Posadzki and colleagues (2013) critically evaluated the effectiveness of osteopathic manipulative treatment (OMT) as a treatment of pediatric conditions.  A total of 11 databases were searched from their respective inceptions to November 2012.  Only randomized clinical trials (RCTs) were included, if they tested OMT against any type of control in pediatric patients.  Study quality was critically appraised by using the Cochrane criteria.  A total of 17 trials met the inclusion criteria; 5 RCTs were of high methodological quality.  Of those, 1 favored OMT, whereas 4 revealed no effect compared with various control interventions.  Replications by independent researchers were available for 2 conditions only, and both failed to confirm the findings of the previous studies.  Seven RCTs suggested that OMT leads to a significantly greater reduction in the symptoms of asthma, congenital nasolacrimal duct obstruction (post-treatment), daily weight gain and length of hospital stay, dysfunctional voiding, infantile colic, otitis media, or postural asymmetry compared with various control interventions.  Seven RCTs indicated that OMT had no effect on the symptoms of asthma, cerebral palsy, idiopathic scoliosis, obstructive apnea, otitis media, or temporo-mandibular disorders compared with various control interventions.  Three RCTs did not perform between-group comparisons.  The majority of the included RCTs did not report the incidence rates of adverse effects.  The authors concluded that the evidence of the effectiveness of OMT for pediatric conditions remains unproven due to the paucity and low methodological quality of the primary studies.

There is also a lack of evidence regarding the clinical effectiveness of chiropractic manipulation for the treatment of sleep apnea.

The evidence on the use of midline/partial glossectomy for the treatment of OSA is not RCT-based; the data are mostly from case-series studies.

The Adult Obstructive Sleep Apnea Task Force of the American Academy of Sleep Medicine's clinical guideline on "The evaluation, management and long-term care of obstructive sleep apnea in adults" (Epstein et al, 2009) stated that " Tracheostomy can eliminate OSA but does not appropriately treat central hypoventilation syndromes (Consensus).  Maxillary and mandibular advancement can improve PSG parameters comparable to CPAP in the majority of patients (Consensus).  Most other sleep apnea surgeries are rarely curative for OSA but may improve clinical outcomes (e.g., mortality, cardiovascular risk, motor vehicle accidents, function, quality of life, and symptoms) (Consensus).  Laser-assisted uvulopalatoplasty is not recommended for the treatment of obstructive sleep apnea (Guideline)".  This guideline does not mention the use of midline glossectomy.

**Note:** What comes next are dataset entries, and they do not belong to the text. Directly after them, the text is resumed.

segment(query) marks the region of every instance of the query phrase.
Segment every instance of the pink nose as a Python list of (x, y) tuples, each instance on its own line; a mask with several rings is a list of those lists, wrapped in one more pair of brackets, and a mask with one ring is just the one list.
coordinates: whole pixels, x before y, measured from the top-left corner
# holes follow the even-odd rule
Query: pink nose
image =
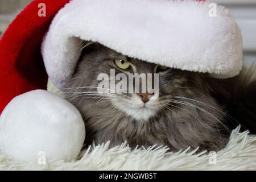
[(152, 96), (154, 93), (138, 93), (138, 95), (141, 97), (142, 101), (146, 103), (149, 101), (149, 96)]

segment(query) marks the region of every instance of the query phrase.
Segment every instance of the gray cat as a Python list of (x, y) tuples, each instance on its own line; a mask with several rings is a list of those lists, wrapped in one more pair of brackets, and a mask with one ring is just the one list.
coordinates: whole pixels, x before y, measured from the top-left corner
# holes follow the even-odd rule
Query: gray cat
[[(97, 93), (98, 75), (109, 75), (110, 69), (116, 74), (159, 73), (158, 98), (148, 99), (150, 94)], [(76, 70), (63, 91), (82, 115), (87, 144), (110, 140), (114, 146), (127, 140), (132, 148), (157, 144), (173, 151), (188, 146), (218, 151), (238, 125), (253, 131), (256, 129), (256, 82), (239, 84), (240, 77), (214, 79), (207, 73), (158, 65), (86, 42)], [(244, 113), (239, 114), (246, 104)], [(247, 118), (242, 119), (240, 115)]]

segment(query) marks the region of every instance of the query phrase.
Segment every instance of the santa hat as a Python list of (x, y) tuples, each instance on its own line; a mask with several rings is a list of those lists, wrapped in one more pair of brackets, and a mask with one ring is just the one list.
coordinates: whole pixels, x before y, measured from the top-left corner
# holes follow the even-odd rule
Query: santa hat
[[(44, 66), (54, 84), (64, 87), (80, 56), (81, 40), (218, 78), (233, 77), (241, 69), (241, 32), (222, 6), (193, 0), (69, 2), (34, 1), (3, 35), (0, 112), (17, 95), (46, 89)], [(46, 16), (38, 16), (41, 3)]]

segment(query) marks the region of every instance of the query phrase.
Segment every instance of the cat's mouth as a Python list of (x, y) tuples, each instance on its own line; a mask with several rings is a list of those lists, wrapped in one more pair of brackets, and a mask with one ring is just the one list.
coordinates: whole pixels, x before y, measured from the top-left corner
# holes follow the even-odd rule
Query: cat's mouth
[(112, 101), (115, 108), (122, 111), (125, 114), (139, 121), (147, 121), (153, 117), (160, 109), (159, 105), (153, 104), (153, 101), (147, 103), (129, 101)]

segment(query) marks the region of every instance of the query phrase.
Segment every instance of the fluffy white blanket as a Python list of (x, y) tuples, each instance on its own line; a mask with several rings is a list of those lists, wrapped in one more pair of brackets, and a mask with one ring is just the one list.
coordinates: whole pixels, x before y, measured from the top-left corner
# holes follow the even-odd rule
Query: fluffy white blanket
[(0, 153), (0, 169), (10, 170), (256, 170), (256, 136), (233, 131), (226, 147), (216, 154), (195, 154), (189, 150), (167, 152), (166, 147), (131, 150), (123, 143), (109, 148), (109, 143), (92, 146), (80, 159), (72, 162), (19, 163)]

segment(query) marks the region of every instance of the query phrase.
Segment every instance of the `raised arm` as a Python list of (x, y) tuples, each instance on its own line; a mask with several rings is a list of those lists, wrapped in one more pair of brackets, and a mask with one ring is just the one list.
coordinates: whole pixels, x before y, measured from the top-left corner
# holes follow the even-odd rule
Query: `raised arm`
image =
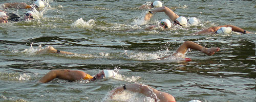
[[(220, 48), (219, 47), (211, 47), (209, 48), (207, 48), (199, 45), (195, 42), (190, 41), (185, 41), (180, 47), (176, 50), (175, 53), (172, 55), (160, 58), (159, 59), (164, 59), (166, 58), (169, 57), (170, 56), (175, 56), (176, 57), (184, 57), (184, 56), (188, 48), (191, 48), (193, 49), (196, 49), (197, 50), (200, 51), (204, 54), (207, 54), (208, 56), (213, 55), (216, 52), (220, 51)], [(181, 56), (179, 54), (182, 54)]]
[(31, 9), (32, 7), (30, 5), (24, 3), (4, 3), (4, 5), (2, 5), (4, 9), (14, 8), (16, 9)]
[(91, 76), (90, 74), (80, 70), (58, 69), (53, 70), (48, 72), (44, 77), (41, 78), (40, 82), (42, 83), (47, 83), (55, 78), (74, 81), (82, 79), (90, 80), (92, 77)]
[[(125, 88), (125, 89), (124, 89)], [(131, 84), (125, 86), (117, 87), (111, 91), (111, 97), (124, 90), (142, 93), (147, 97), (150, 97), (156, 101), (159, 99), (160, 101), (175, 101), (175, 99), (170, 94), (156, 90), (147, 85), (139, 84)]]
[(151, 17), (153, 16), (152, 14), (154, 14), (157, 12), (164, 12), (165, 13), (165, 14), (167, 15), (172, 20), (173, 20), (173, 21), (174, 21), (175, 20), (176, 20), (177, 18), (180, 17), (177, 14), (174, 13), (172, 10), (170, 10), (170, 9), (165, 6), (157, 8), (150, 11), (151, 13), (148, 12), (145, 16), (144, 19), (145, 20), (150, 20)]
[(52, 46), (48, 46), (45, 49), (41, 49), (37, 52), (37, 54), (45, 54), (45, 53), (59, 53), (62, 54), (74, 54), (74, 53), (64, 52), (61, 50), (58, 50), (53, 48)]
[(216, 32), (219, 29), (220, 29), (222, 27), (231, 27), (232, 28), (232, 31), (242, 33), (243, 34), (252, 33), (251, 32), (245, 31), (245, 30), (243, 30), (243, 29), (241, 29), (240, 28), (239, 28), (238, 27), (236, 27), (236, 26), (234, 26), (232, 25), (223, 25), (223, 26), (221, 26), (211, 27), (211, 28), (209, 28), (208, 29), (206, 29), (202, 30), (201, 31), (193, 33), (192, 34), (211, 34), (211, 33), (213, 33), (213, 32)]
[(244, 34), (252, 33), (251, 32), (245, 31), (245, 30), (243, 30), (243, 29), (241, 29), (240, 28), (239, 28), (238, 27), (236, 27), (236, 26), (234, 26), (232, 25), (224, 25), (224, 26), (220, 26), (220, 27), (231, 27), (232, 28), (232, 31), (240, 32), (240, 33), (242, 33)]

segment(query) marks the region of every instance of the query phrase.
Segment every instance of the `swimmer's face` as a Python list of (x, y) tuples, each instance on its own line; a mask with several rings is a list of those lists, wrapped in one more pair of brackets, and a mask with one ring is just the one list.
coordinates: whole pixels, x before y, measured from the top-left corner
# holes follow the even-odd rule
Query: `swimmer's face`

The American Sleep Disorders Association's practice parameters on "The surgical modifications of the upper airway for obstructive sleep apnea in adults" (Aurora et al, 2010) did not mention midline/partial glossectomy as a therapeutic option.

The European Respiratory Society task force on non-CPAP therapies in sleep apnea (Randerath et al, 2011) noted that "Nasal surgery, radiofrequency tonsil reduction, tongue base surgery, uvulopalatal flap, laser midline glossectomy, tongue suspension and genioglossus advancement cannot be recommended as single interventions".

Furthermore, an UpToDate review on “Management of obstructive sleep apnea in children” (Paruthi, 2014) states that “Tongue reduction surgery has been proposed for the management of OSA related to macroglossia (e.g., Beckwith-Wiedemann syndrome, Down syndrome).  Additional studies are needed to determine the efficacy of this procedure in such patients, especially since a case series of 13 patients with Beckwith-Wiedemann syndrome found that adenotonsillectomy was more effective than tongue reduction in relieving upper airway obstruction”.